11th Circuit Determines that Rule 5 Requirements Apply to Interlocutory Appeals of CAFA Remand Orders

Per Main Drug, Inc. v. Aetna U.S. Healthcare, Inc., --- F.3d ----, 2007 WL 92756 (11th Cir. Jan. 16, 2007):

This consolidated appeal involves two putative class action cases (involving the same issues) which were removed to federal court under 28 U.S.C. § 1453, the Class Action Fairness Act (CAFA). The complaints in the two actions were filed in state court (by the same counsel) before the effective date of CAFA, but the summons were not provided to the clerks of the state courts until after the effective date. Relying on the filing date, the plaintiffs contend that the actions are not controlled by CAFA, and they moved to remand on that ground and for the additional reason that the amount in controversy requirement was not met. The district court denied the motion to remand in each case, and within seven days each plaintiff filed a notice of appeal in the district court. Neither filed in this Court a petition for permission to appeal.

Unless we have appellate jurisdiction, "we cannot review whether a judgment is defective, not even where the asserted defect is that the district court lacked jurisdiction." United States v. Machado, 465 F.3d 1301, 1306 (11th Cir.2006). Interlocutory appellate jurisdiction to review CAFA remand orders is provided in 28 U.S.C. § 1453(c)(1). We held in Evans v. Walter Industries, Inc., 449 F.3d 1159, 1162 (11th Cir.2006), that § 1453(c)(1) appeals are subject to the requirements of Fed. R.App. P. 5. That holding should have come as no surprise to anyone, because Rule 5 applies to appeals "within the court of appeals' discretion," id. 5(a)(1), and § 1453(c)(1) plainly makes appeals from CAFA remand rulings discretionary. 28 U.S.C. § 1453(c)(1) ("[A] court of appeals may accept an appeal from an order of a district court granting or denying a motion to remand a class action to the State court ...."). All four of the other circuits that have decided the issue have also concluded that the requirements of Rule 5 apply to interlocutory appeals of CAFA remand orders. See DiTolla v. Doral Dental IPA of N.Y., 469 F.3d 271, 273 (2d Cir.2006); Hart v. FedEx Ground Package Sys. Inc., 457 F.3d 675, 679 (7th Cir.2006); Patterson v. Dean Morris, L.L.P., 444 F.3d 365, 368-69 (5th Cir.2006); Amalgamated Transit Union Local 1309 v. Laidlaw Transit Servs., 435 F.3d 1140, 1144 (9th Cir.2006).

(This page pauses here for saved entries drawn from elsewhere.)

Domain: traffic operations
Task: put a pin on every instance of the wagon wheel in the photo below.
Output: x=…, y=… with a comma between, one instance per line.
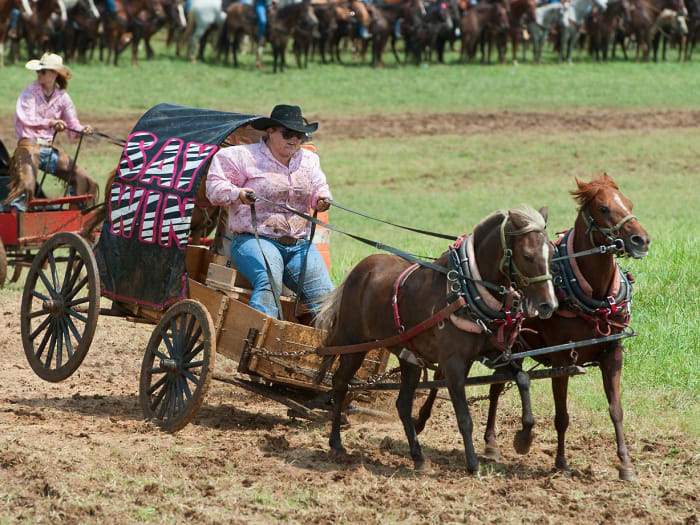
x=3, y=264
x=60, y=306
x=178, y=365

Filing a notice of appeal in the district court, which is all these two plaintiffs and would-be appellants did, does not comply with the requirement of Rule 5(a)(1) & (2) that a petition for permission to appeal be filed with the circuit clerk within the time specified in the authorizing statute for the discretionary appeal. Ala. Labor Council v. Alabama, 453 F.2d 922, 923 (5th Cir.1972). Our predecessor court has held at least three times that the requirements of Rule 5 are jurisdictional. Aparicio v. Swan Lake, 643 F.2d 1109, 1111 (5th Cir. Apr.1981); Cole v. Tuttle, 540 F.2d 206, 207 n. 2 (5th Cir.1976); Ala. Labor Council, 453 F.2d at 923-25. Those decisions are binding on us under the prior panel precedent rule. Bonner v. City of Prichard, 661 F.2d 1206, 1207 (11th Cir.1981). . . . Until either the Supreme Court or this Court sitting en banc overrules the Aparicio, Cole, and Alabama Labor Council decisions, we are bound by them to conclude that the requirements of Appellate Rule 5 are jurisdictional. . . . The jurisdiction question is something of a red herring, anyhow. If we were free to and did hold that Rule 5 was not a jurisdictional requirement but only a claim-processing rule, we would still be compelled to dismiss this appeal.